At the end of March I conducted the first of two 2010 Yosemite spring workshop targeting, among other things, the full moon and Lower Yosemite Fall moonbow. We were fortunate on the first night to photograph both, because shortly after our moonbow shoot, clouds rolled in and treated Yosemite Valley to several days of wind and rain. The photography wasn't always comfortable, but we had some fantastic opportunities.
On our final day the storm hunkered down in the valley, dumping buckets and obscuring every prominent feature with dense, gray clouds. Rain is a prime prime ingredient in my recipe for good photography, but when the clouds drop into Yosemite Valley and the rain falls so hard that it's impossible to fire off a single frame without large drops freckling the front of the lens, it's time to sit tight and wait for the inevitable clearing.
After circling the valley once and finding no sign of a break, I brought my group to Tunnel View to wait things out. Tunnel View is my default choice for sitting out a storm, for several reasons: storms usually clear first at Tunnel View, the clearing there is always spectactular, and I can check the National Weather Service radar on my iPhone (I'm pretty sure this was a big reason Ansel Adams preferred Tunnel View too).
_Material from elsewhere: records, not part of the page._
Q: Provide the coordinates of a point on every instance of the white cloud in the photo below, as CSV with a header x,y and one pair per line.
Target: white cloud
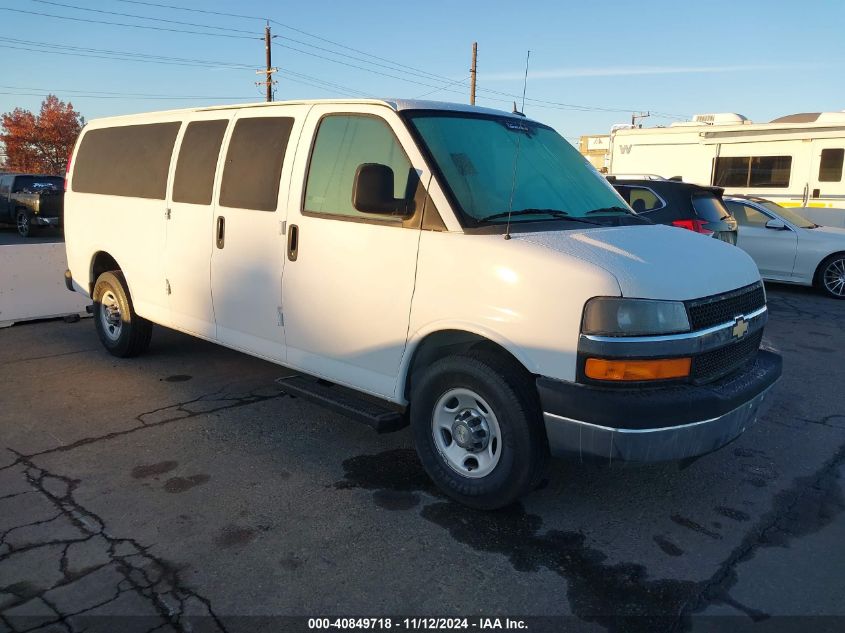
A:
x,y
618,71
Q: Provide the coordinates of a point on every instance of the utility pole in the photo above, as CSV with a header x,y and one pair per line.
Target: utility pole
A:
x,y
472,73
269,70
638,115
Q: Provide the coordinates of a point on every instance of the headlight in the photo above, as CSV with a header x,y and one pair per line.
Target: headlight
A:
x,y
615,316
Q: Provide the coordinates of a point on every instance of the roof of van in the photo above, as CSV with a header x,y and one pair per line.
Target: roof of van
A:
x,y
397,105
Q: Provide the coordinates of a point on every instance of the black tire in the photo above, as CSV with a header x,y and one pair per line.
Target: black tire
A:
x,y
829,270
122,332
23,221
510,392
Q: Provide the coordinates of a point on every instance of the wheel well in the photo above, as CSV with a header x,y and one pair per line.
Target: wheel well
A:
x,y
102,263
817,274
444,343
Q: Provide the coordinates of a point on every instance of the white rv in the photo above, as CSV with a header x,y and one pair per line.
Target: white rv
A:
x,y
795,160
460,269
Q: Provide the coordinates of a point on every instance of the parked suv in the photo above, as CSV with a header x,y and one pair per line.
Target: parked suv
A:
x,y
685,205
458,269
31,200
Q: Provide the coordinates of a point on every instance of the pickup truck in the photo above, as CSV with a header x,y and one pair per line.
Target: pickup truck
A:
x,y
31,200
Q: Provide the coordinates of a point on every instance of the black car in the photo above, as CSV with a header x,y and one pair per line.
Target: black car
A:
x,y
682,204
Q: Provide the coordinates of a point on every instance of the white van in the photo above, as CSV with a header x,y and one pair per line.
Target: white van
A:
x,y
460,269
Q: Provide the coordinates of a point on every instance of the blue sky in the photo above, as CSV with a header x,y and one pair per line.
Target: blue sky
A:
x,y
760,58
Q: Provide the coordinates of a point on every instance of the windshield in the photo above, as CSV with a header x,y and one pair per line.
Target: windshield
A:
x,y
787,214
37,184
477,156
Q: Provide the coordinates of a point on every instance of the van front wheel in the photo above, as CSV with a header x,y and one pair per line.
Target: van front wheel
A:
x,y
122,332
477,430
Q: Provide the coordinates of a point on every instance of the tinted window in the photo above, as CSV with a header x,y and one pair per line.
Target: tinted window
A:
x,y
197,162
746,215
709,207
753,171
37,184
132,160
254,163
343,143
830,166
641,199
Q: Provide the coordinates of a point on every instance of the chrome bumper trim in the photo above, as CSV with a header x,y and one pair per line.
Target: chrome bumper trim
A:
x,y
576,437
686,343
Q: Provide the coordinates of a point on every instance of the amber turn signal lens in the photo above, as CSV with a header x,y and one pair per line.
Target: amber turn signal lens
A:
x,y
633,370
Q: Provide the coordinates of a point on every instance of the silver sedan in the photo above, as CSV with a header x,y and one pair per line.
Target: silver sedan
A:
x,y
789,248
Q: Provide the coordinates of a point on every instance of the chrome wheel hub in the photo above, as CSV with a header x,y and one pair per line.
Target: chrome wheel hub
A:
x,y
110,317
834,277
466,433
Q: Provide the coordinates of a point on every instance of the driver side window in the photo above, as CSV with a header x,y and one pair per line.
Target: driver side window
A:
x,y
343,143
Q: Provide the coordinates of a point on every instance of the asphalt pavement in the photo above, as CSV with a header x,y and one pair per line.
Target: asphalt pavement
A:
x,y
185,490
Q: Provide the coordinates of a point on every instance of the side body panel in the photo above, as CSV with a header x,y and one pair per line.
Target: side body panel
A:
x,y
347,297
246,270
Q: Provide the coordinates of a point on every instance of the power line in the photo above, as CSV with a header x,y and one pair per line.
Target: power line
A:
x,y
134,26
171,6
142,17
394,66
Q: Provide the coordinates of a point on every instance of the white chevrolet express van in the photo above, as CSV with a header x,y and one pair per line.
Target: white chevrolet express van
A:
x,y
460,269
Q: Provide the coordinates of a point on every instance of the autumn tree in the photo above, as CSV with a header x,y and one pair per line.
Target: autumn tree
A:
x,y
40,144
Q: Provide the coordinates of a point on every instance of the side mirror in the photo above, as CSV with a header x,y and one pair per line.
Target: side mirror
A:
x,y
777,225
372,191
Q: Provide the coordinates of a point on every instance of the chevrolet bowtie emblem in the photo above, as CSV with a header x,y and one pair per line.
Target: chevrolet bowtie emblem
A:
x,y
740,327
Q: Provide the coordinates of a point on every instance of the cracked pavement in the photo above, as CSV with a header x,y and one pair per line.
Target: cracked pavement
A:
x,y
183,491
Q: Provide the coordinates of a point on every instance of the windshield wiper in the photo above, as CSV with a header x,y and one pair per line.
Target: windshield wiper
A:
x,y
612,210
555,213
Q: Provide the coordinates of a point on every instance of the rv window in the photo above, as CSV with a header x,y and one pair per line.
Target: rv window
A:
x,y
731,172
770,171
254,163
197,162
753,171
131,160
830,166
343,143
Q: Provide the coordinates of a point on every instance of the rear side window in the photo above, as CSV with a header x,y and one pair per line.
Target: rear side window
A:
x,y
254,163
343,143
131,160
197,161
709,207
641,199
830,167
747,216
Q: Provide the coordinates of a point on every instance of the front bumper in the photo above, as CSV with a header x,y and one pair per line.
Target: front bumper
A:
x,y
42,221
655,424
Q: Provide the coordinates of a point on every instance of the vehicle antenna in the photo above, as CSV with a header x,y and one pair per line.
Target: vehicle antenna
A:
x,y
516,156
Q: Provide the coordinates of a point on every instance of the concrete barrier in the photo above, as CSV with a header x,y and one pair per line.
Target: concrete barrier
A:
x,y
32,284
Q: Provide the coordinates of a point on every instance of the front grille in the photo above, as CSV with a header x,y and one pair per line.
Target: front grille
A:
x,y
720,362
725,307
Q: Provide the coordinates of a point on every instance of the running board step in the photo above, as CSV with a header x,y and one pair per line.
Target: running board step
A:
x,y
345,401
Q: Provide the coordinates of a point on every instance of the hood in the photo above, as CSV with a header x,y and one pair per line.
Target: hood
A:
x,y
655,261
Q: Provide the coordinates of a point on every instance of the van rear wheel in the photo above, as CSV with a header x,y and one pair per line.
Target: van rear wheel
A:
x,y
122,332
477,429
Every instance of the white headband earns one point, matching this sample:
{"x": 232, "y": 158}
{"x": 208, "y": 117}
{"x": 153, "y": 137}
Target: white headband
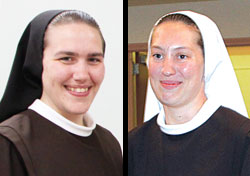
{"x": 220, "y": 80}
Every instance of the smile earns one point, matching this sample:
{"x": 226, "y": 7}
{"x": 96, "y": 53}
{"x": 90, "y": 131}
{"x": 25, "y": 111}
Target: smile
{"x": 170, "y": 84}
{"x": 78, "y": 90}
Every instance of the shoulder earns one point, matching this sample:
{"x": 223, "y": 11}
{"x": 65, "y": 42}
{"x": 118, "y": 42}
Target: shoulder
{"x": 18, "y": 119}
{"x": 228, "y": 122}
{"x": 139, "y": 133}
{"x": 232, "y": 119}
{"x": 107, "y": 137}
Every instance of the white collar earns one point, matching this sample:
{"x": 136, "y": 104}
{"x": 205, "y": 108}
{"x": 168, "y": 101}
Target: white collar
{"x": 209, "y": 107}
{"x": 50, "y": 114}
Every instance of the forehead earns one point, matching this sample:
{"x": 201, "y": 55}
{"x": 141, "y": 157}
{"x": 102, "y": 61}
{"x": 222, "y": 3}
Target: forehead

We parked and watched the downpour through fogged windows, but after a few minutes the little boy in me took over and I just had to go stand in the rain. I'd recently outfitted myself with a head-to-toe rain ensemble that included waterproof boots, rain pants, and a hooded parka, and as anyone who has ever been a child knows, there's nothing quite like standing in a downpour and staying completely dry. My camera and tripod joined me, donning a less elegant but no less effective garbage bag.
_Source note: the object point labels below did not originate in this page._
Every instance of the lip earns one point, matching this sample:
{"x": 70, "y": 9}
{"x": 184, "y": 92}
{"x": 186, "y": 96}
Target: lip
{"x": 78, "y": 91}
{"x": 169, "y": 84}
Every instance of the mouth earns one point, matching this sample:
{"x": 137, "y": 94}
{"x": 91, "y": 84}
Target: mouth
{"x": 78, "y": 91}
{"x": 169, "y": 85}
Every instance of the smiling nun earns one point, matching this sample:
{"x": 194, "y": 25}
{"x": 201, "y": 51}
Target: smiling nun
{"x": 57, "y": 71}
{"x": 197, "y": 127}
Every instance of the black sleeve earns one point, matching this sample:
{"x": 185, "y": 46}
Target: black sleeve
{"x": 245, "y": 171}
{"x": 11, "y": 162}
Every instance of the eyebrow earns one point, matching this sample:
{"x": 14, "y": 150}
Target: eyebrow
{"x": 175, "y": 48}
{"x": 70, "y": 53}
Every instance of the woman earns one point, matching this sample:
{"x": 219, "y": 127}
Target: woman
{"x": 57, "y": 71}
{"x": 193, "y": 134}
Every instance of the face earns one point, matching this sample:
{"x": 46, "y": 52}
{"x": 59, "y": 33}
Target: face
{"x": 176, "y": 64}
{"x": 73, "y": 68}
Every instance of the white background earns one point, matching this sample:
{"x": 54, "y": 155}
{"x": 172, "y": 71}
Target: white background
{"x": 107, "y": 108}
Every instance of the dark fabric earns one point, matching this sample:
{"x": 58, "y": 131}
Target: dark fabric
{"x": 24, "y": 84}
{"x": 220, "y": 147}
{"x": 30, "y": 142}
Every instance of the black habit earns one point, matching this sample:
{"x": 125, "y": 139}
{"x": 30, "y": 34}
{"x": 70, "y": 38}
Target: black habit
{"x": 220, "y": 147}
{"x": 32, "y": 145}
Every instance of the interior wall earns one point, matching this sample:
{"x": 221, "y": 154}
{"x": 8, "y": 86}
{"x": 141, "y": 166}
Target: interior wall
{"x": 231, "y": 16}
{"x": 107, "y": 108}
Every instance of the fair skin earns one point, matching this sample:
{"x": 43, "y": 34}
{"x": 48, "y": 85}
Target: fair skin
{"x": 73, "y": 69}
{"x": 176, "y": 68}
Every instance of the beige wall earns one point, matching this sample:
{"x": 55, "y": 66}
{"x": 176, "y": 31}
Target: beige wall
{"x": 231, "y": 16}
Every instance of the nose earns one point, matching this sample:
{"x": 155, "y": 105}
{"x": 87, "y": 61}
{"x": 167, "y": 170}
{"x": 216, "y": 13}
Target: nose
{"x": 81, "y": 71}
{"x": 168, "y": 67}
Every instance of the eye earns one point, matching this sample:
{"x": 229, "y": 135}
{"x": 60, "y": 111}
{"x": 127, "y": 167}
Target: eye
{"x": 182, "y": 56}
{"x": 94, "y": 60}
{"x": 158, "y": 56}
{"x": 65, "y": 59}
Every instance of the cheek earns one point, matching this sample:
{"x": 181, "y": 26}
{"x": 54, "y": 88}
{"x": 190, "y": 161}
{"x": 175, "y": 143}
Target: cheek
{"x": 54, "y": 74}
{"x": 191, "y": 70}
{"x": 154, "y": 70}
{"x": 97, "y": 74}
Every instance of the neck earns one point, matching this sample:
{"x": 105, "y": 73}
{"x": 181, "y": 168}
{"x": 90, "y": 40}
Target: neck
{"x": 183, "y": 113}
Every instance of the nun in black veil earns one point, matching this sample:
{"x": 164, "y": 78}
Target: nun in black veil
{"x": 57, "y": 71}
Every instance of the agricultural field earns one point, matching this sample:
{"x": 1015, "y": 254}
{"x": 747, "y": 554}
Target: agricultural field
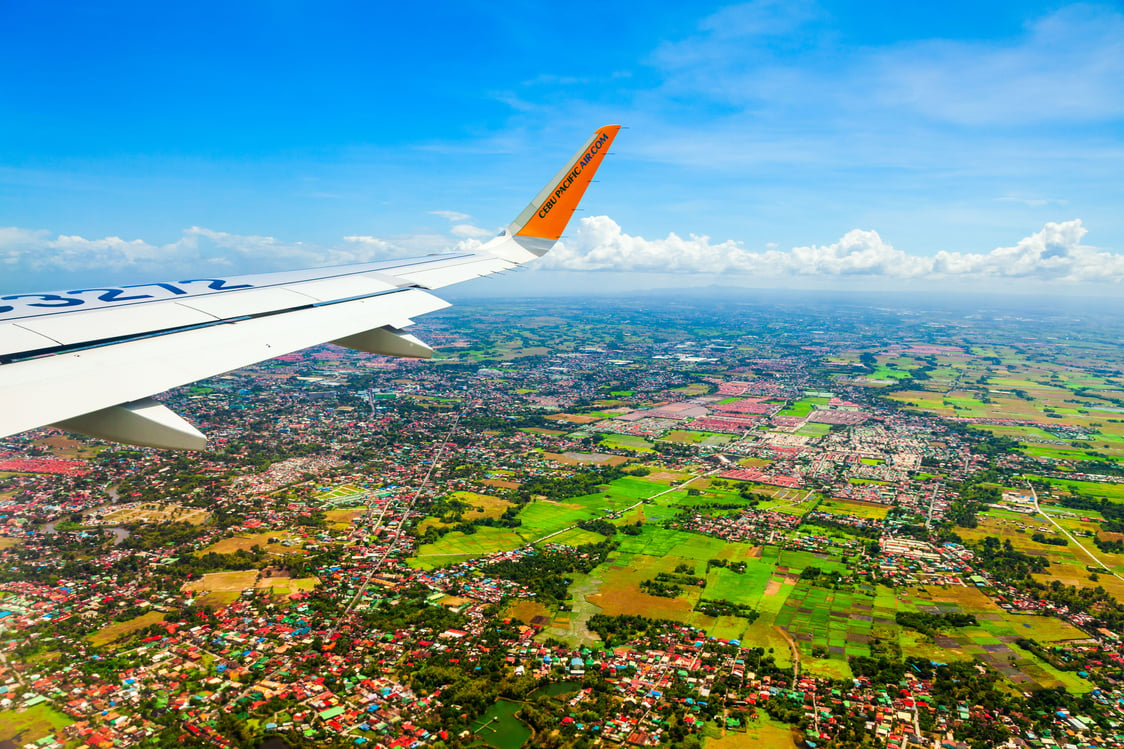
{"x": 803, "y": 407}
{"x": 20, "y": 728}
{"x": 118, "y": 630}
{"x": 851, "y": 507}
{"x": 223, "y": 581}
{"x": 157, "y": 513}
{"x": 248, "y": 541}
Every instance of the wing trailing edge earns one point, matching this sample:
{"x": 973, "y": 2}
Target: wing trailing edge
{"x": 90, "y": 360}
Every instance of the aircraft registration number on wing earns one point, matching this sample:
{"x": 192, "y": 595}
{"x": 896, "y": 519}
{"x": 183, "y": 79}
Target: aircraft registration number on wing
{"x": 99, "y": 297}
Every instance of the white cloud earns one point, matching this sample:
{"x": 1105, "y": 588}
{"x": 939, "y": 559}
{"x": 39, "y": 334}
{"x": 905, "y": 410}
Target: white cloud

So there I stood in saturated bliss, with the rain showing no sign of relenting, and me showing no signs of caring. Imagine my surprise when literally without warning the clouds lifted and the sky brightened, revealing Bridalveil Fall, the faint outline of El Capitan, and a vivid rainbow etched across the granite sky. Fortunately I'd already metered the scene so my exposure was close; all I needed to do was tear off the bag, bump my shutter speed, compose, and shoot. I got off maybe three frames before the sky darkened and the clouds dropped to absorb the scene as quickly as it had appeared. It all happened so fast that I questioned whether I'd imagined the whole thing.